率直に言う オスプレイの「安全神話」は米国でも日本でも既に崩壊している
NBC報道の示唆
![オスプレイ(画像:写真AC)](https://merkmal-biz.jp/wp-content/uploads/2024/02/240226_osp_01.jpg)
2023年11月29日に米空軍のCV-22オスプレイが屋久島沖で墜落し、米軍と自衛隊が装備する全てのオスプレイが飛行停止になってから、既に2か月以上が経過した。通常なら、事故状況や残骸による初期調査が行われれば、一斉点検や再教育を行って飛行が再開されることが多いので、今回の長期にわたる飛行停止は異例といっていいだろう。
オスプレイの各型は、米海兵隊を筆頭として、同空軍、海軍、そして陸上自衛隊に、合計400機以上が配備されている。その全機が飛行停止を強いられている現実は、
「技術的問題が深刻」
であることを示しており、これまでの“楽観論”を否定するものだ。
屋久島での墜落事故原因について公式の説明はまだないが、米防総省報道官は2月21に「現時点での飛行再開はない」と述べ、まだ先行きが不透明であることを示唆した。空軍特殊作戦司令部は「事故原因部品は判明しているが、その破損理由を追及する調査や分析を進めている」と述べ、一定の進捗(しんちょく)を訴えている。
一方、こうした公式発表にやや先立つ形で、米NBCニュースは
「事故原因にはプロップローター・ギヤボックスの問題が関係しているらしい」
ことを報じている。

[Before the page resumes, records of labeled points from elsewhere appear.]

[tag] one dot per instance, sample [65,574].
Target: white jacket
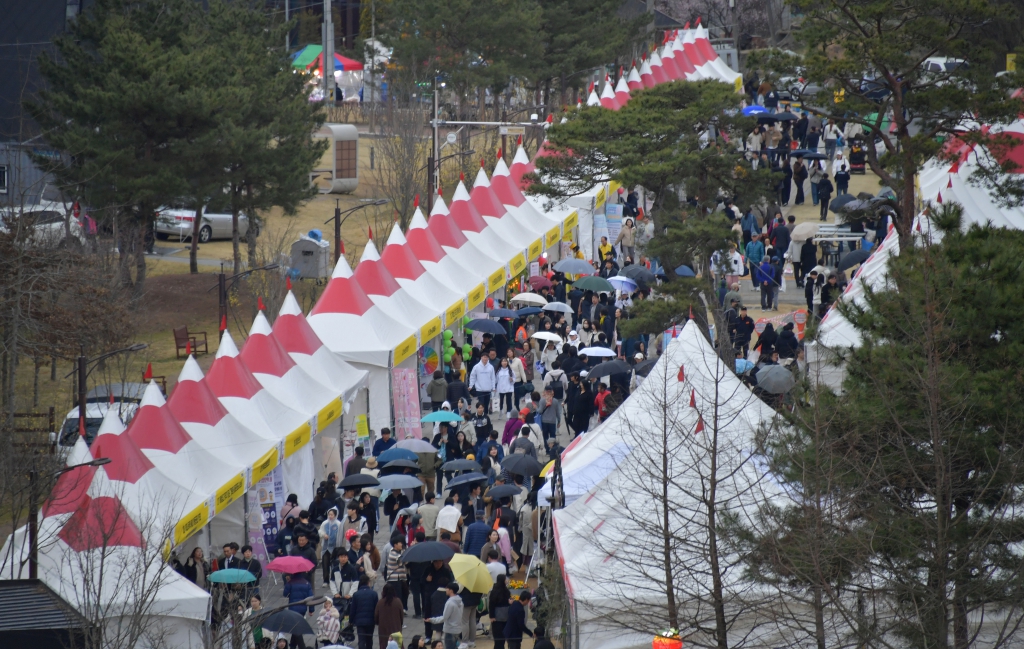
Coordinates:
[506,380]
[482,378]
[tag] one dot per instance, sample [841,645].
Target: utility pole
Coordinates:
[328,68]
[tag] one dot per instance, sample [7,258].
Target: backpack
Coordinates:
[555,385]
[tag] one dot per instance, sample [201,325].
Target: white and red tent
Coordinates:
[351,325]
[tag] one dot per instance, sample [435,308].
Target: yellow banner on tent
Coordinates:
[297,439]
[229,492]
[329,413]
[496,280]
[535,250]
[477,295]
[552,236]
[406,349]
[455,311]
[517,265]
[571,221]
[192,523]
[264,465]
[431,330]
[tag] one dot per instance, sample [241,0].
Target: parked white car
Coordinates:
[178,223]
[46,221]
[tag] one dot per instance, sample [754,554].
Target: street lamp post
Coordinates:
[338,213]
[34,512]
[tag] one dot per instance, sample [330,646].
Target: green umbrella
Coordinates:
[594,283]
[231,575]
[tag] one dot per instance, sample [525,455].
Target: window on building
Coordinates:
[345,159]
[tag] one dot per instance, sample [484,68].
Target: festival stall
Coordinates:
[692,419]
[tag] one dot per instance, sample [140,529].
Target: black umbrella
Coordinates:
[400,464]
[841,200]
[636,271]
[466,478]
[643,369]
[521,464]
[852,259]
[461,465]
[486,327]
[607,369]
[427,551]
[358,480]
[286,621]
[504,491]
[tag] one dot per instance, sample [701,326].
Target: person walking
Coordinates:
[815,174]
[389,614]
[799,176]
[451,617]
[766,280]
[824,195]
[481,383]
[627,240]
[516,624]
[361,612]
[505,383]
[755,255]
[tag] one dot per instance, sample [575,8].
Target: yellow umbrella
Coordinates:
[471,573]
[547,469]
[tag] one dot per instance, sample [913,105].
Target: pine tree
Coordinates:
[923,453]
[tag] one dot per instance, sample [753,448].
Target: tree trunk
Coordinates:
[140,261]
[236,253]
[194,249]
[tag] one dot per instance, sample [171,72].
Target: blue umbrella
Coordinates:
[466,478]
[441,416]
[529,310]
[231,575]
[396,453]
[486,327]
[399,481]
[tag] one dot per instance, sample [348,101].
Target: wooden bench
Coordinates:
[183,340]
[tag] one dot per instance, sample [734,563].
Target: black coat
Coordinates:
[786,344]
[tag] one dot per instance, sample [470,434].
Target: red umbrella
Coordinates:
[540,283]
[290,565]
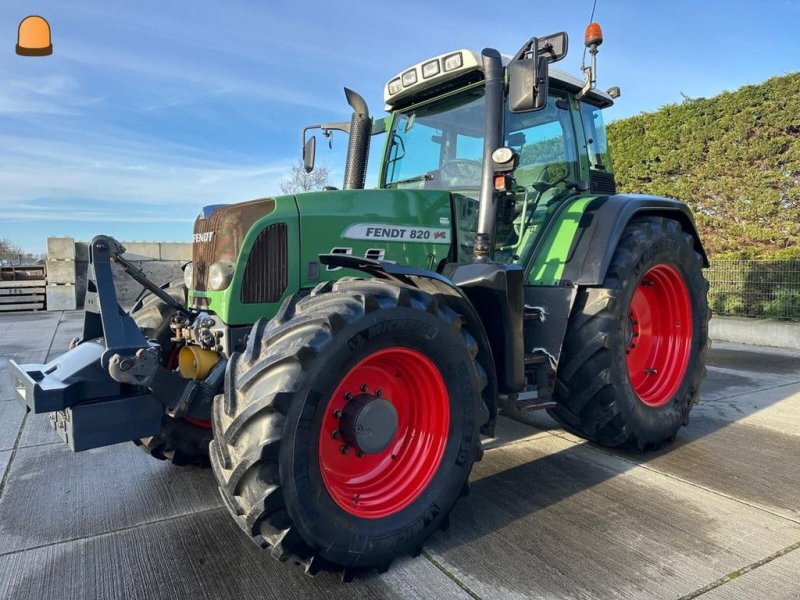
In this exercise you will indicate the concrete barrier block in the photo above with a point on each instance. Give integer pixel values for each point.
(61, 271)
(60, 248)
(176, 251)
(81, 251)
(61, 297)
(145, 249)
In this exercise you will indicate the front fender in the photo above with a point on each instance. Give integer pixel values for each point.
(445, 291)
(601, 227)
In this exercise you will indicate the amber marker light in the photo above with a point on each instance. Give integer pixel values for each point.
(33, 37)
(593, 35)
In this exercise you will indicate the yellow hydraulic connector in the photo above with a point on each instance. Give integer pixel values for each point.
(195, 363)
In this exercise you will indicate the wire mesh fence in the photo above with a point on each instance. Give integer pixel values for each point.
(755, 288)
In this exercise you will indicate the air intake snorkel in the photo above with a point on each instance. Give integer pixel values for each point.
(355, 169)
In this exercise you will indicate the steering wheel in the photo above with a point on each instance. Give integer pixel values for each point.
(461, 171)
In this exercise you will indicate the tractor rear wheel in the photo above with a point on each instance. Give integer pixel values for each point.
(183, 442)
(635, 348)
(349, 425)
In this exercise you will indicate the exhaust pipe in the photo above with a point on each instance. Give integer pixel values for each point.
(355, 170)
(492, 139)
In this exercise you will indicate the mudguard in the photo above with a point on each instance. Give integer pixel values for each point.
(601, 227)
(486, 285)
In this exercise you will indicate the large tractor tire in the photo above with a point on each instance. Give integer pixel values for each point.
(183, 442)
(635, 349)
(349, 425)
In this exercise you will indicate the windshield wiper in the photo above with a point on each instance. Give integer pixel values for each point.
(426, 177)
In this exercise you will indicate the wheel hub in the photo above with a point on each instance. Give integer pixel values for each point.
(658, 332)
(368, 423)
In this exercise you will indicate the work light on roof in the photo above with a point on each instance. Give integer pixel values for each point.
(409, 77)
(395, 86)
(430, 68)
(453, 62)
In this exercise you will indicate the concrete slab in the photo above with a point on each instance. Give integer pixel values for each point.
(180, 251)
(52, 495)
(5, 456)
(198, 556)
(743, 435)
(37, 432)
(70, 326)
(776, 580)
(11, 416)
(553, 519)
(27, 336)
(6, 389)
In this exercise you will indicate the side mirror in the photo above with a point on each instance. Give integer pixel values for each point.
(309, 153)
(528, 72)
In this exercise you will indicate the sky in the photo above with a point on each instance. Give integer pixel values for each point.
(149, 110)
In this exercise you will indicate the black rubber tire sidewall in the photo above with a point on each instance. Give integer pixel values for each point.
(654, 423)
(322, 522)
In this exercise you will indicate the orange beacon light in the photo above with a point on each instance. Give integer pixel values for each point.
(33, 37)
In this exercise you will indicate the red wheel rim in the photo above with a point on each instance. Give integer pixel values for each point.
(377, 485)
(660, 336)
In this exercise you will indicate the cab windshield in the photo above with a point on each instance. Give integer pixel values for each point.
(439, 145)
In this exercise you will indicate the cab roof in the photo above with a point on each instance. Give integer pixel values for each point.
(428, 75)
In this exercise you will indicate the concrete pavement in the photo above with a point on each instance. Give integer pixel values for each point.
(715, 515)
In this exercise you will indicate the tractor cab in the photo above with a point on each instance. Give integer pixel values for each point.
(436, 137)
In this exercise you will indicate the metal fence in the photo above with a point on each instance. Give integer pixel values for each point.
(755, 288)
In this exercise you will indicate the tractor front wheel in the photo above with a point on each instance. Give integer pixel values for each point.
(349, 425)
(635, 348)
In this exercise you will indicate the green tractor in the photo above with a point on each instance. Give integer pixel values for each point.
(336, 356)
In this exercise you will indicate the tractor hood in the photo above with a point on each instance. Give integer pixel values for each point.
(265, 250)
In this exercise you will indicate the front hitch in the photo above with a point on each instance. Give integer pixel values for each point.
(110, 386)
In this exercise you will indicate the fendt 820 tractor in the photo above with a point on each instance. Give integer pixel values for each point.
(335, 356)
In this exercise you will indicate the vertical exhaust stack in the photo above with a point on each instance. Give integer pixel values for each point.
(355, 170)
(492, 139)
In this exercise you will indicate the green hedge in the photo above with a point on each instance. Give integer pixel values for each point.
(734, 158)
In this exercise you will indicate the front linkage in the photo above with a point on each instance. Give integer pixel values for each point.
(112, 386)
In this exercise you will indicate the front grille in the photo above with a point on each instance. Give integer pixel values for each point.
(203, 252)
(266, 273)
(220, 236)
(602, 182)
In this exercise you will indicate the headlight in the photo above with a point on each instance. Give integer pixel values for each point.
(188, 275)
(220, 275)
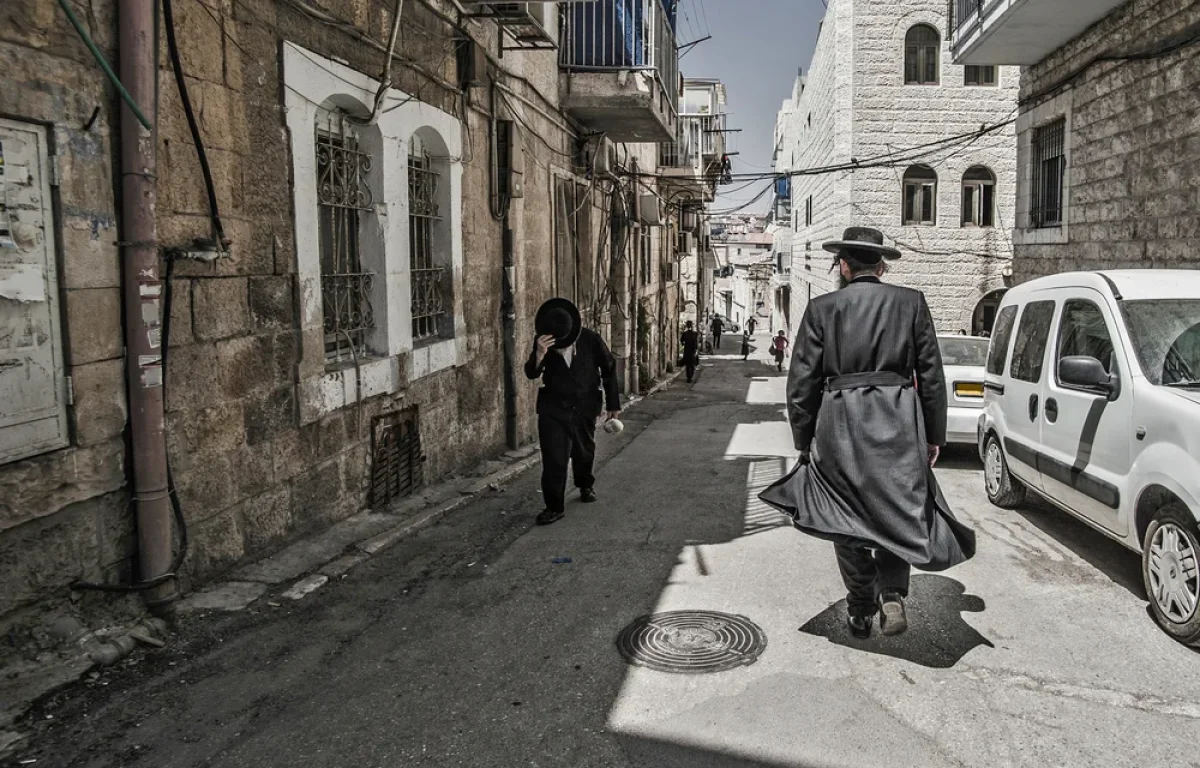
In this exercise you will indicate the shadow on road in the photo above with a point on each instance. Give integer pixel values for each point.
(937, 635)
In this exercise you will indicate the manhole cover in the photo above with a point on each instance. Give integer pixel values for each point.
(691, 641)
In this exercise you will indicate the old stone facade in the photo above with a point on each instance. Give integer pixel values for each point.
(864, 113)
(1132, 145)
(269, 417)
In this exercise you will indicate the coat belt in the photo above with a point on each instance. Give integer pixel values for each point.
(868, 378)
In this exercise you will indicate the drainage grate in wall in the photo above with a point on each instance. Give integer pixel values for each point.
(691, 642)
(396, 456)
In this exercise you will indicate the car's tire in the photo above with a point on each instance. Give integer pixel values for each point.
(1170, 568)
(1003, 490)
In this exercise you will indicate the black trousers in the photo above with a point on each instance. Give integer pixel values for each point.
(567, 436)
(869, 573)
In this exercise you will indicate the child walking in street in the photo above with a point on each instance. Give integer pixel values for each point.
(778, 348)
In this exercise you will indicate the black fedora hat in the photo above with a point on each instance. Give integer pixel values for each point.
(549, 322)
(867, 244)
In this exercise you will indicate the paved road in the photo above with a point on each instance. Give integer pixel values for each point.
(467, 646)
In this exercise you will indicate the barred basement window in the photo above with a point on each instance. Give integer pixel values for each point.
(429, 292)
(922, 47)
(919, 196)
(978, 197)
(343, 198)
(979, 75)
(1049, 169)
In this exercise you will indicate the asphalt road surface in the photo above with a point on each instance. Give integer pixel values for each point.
(468, 645)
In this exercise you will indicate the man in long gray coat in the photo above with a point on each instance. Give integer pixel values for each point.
(867, 405)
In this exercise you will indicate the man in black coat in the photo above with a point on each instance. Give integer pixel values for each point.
(867, 405)
(574, 364)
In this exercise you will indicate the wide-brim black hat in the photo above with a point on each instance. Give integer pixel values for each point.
(865, 243)
(541, 322)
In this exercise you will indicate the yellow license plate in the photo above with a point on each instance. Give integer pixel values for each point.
(964, 389)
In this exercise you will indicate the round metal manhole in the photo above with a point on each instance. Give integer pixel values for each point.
(691, 642)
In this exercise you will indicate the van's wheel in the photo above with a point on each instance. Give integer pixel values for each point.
(1170, 567)
(1003, 490)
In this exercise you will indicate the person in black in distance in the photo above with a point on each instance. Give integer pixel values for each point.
(579, 382)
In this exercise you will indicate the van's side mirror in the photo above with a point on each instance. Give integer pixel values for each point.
(1086, 372)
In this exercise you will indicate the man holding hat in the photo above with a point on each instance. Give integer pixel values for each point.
(867, 405)
(579, 382)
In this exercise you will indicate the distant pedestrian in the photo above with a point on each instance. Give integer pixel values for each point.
(868, 437)
(779, 349)
(579, 382)
(690, 341)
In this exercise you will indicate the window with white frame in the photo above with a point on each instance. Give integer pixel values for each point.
(978, 197)
(919, 196)
(345, 204)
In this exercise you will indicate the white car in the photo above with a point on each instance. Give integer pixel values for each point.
(963, 359)
(1093, 403)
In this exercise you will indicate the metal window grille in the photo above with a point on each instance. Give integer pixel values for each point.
(343, 197)
(396, 457)
(429, 294)
(1049, 169)
(979, 75)
(921, 55)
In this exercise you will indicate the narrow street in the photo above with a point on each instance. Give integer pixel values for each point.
(468, 645)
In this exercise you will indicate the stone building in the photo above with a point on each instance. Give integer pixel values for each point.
(354, 315)
(899, 127)
(1108, 132)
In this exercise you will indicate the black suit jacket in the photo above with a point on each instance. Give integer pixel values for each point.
(591, 376)
(865, 327)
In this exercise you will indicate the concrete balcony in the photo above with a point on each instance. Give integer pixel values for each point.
(621, 69)
(1020, 31)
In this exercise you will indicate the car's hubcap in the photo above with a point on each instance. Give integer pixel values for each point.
(1174, 573)
(994, 468)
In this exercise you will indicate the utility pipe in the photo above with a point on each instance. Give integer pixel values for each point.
(143, 300)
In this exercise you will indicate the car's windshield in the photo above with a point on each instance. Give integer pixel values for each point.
(1165, 335)
(964, 351)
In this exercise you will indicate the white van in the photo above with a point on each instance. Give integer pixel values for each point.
(1092, 401)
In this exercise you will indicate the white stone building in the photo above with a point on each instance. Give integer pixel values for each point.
(949, 205)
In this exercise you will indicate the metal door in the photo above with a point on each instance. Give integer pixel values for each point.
(33, 389)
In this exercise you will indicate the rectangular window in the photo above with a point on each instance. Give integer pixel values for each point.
(429, 295)
(1001, 334)
(978, 204)
(345, 199)
(1030, 351)
(1049, 171)
(919, 198)
(979, 75)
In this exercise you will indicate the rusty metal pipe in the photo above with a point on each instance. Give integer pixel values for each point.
(143, 300)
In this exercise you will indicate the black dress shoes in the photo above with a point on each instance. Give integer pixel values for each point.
(861, 625)
(893, 619)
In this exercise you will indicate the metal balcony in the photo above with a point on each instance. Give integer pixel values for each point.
(1020, 31)
(622, 69)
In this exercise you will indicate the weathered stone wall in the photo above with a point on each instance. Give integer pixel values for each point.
(1133, 142)
(252, 472)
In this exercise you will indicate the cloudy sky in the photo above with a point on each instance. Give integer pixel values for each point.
(756, 48)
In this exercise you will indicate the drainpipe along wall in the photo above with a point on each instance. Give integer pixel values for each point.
(143, 300)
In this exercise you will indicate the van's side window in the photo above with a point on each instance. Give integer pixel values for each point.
(1083, 331)
(1001, 334)
(1030, 352)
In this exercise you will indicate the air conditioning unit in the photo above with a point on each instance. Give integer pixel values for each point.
(529, 24)
(649, 210)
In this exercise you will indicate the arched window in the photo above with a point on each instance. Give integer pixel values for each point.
(922, 47)
(919, 196)
(978, 197)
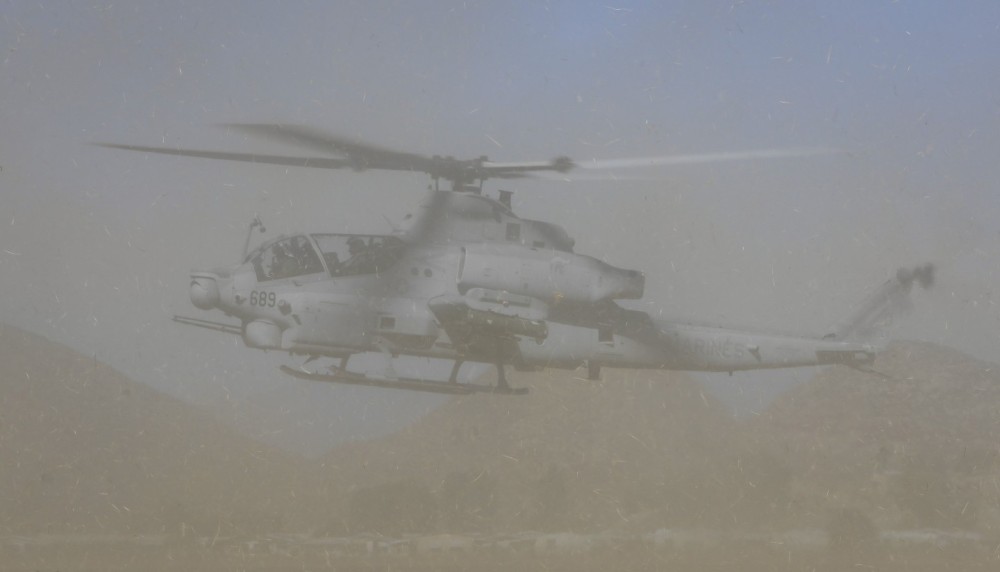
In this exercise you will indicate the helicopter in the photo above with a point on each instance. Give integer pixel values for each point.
(471, 281)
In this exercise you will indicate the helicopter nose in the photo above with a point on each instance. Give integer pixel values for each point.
(204, 291)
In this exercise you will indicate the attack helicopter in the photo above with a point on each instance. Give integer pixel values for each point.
(471, 281)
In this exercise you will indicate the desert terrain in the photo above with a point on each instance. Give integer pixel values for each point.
(641, 470)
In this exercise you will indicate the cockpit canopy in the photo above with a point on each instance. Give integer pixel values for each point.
(354, 254)
(339, 255)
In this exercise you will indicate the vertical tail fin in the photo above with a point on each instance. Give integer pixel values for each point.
(888, 302)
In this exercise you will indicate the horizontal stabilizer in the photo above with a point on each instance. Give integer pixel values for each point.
(887, 303)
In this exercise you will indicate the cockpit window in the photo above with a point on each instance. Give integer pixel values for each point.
(352, 254)
(287, 258)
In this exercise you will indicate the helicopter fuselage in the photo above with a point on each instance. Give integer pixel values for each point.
(480, 284)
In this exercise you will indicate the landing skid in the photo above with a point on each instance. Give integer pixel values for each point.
(407, 383)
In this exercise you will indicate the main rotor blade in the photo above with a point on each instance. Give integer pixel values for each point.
(691, 159)
(314, 162)
(363, 155)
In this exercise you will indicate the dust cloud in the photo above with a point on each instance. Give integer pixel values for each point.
(127, 440)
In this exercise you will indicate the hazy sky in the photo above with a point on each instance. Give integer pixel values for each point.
(96, 245)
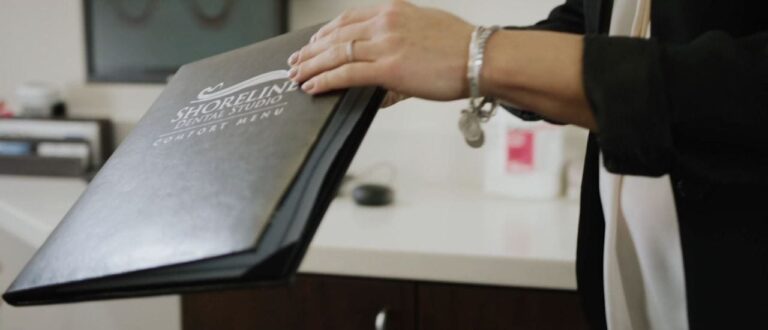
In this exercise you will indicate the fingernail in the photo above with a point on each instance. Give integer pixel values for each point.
(293, 58)
(308, 86)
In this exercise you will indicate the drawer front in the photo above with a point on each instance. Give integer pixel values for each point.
(461, 307)
(311, 302)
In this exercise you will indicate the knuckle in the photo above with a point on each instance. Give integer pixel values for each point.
(390, 18)
(345, 16)
(340, 52)
(393, 41)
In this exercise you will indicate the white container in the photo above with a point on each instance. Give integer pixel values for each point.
(37, 99)
(524, 159)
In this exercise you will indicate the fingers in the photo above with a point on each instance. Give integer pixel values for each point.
(333, 57)
(391, 98)
(357, 31)
(348, 75)
(348, 17)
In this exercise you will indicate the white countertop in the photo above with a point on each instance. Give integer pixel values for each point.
(431, 233)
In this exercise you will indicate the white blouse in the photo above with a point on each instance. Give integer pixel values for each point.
(643, 274)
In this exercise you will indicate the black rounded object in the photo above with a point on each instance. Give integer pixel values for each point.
(372, 195)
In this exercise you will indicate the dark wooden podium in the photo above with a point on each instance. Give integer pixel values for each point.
(339, 303)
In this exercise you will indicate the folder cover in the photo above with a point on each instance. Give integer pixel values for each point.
(222, 183)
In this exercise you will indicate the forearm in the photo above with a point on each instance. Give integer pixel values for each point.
(540, 72)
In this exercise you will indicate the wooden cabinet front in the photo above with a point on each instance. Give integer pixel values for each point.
(316, 302)
(312, 302)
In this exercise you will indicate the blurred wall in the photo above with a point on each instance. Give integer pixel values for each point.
(42, 40)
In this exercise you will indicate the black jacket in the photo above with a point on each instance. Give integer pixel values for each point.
(691, 102)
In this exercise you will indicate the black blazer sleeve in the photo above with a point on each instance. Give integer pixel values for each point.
(700, 107)
(568, 17)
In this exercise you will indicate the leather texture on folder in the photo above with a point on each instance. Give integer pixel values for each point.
(221, 183)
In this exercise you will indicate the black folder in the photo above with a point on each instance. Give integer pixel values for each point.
(222, 184)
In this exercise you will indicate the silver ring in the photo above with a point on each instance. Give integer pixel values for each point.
(351, 51)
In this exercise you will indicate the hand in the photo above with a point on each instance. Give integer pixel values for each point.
(406, 49)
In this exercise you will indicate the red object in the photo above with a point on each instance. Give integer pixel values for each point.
(520, 150)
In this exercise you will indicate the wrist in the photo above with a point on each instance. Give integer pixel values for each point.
(476, 59)
(491, 77)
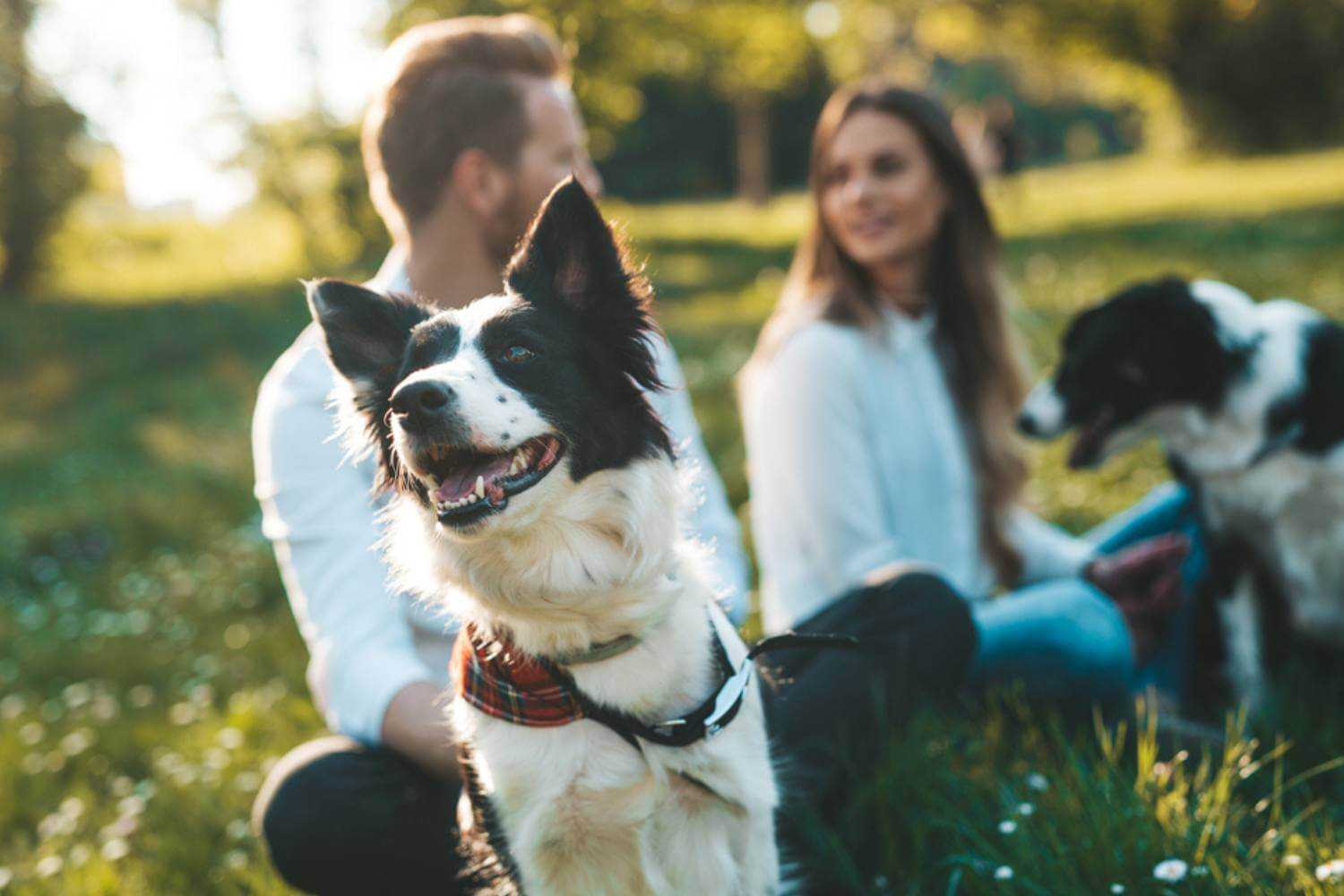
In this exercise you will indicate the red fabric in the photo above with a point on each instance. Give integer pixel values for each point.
(500, 681)
(1144, 581)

プロップローター・ギヤボックスというのは、エンジンの駆動力をプロップローター(ローターを兼ねたプロペラ)に伝える歯車変速機だ。
NBCの報道では、ギヤボックス内の歯車(ギア)が欠けた可能性を示唆し、過去に起きたオスプレイの破片(チップ)検知事例を挙げている。しかし、航空機に使われているギヤボックスでも、摩耗によって小さな破片が出ることは珍しくない。
オスプレイに限らず、そうした破片がギヤボックス内で検知されると、警告灯が点灯するようになっている。もしNBCが示唆するようにギアのチップ検知があったとすれば、屋久島の事故は、このチップ警告によって緊急着陸を試み、着陸寸前に墜落したものと思われる。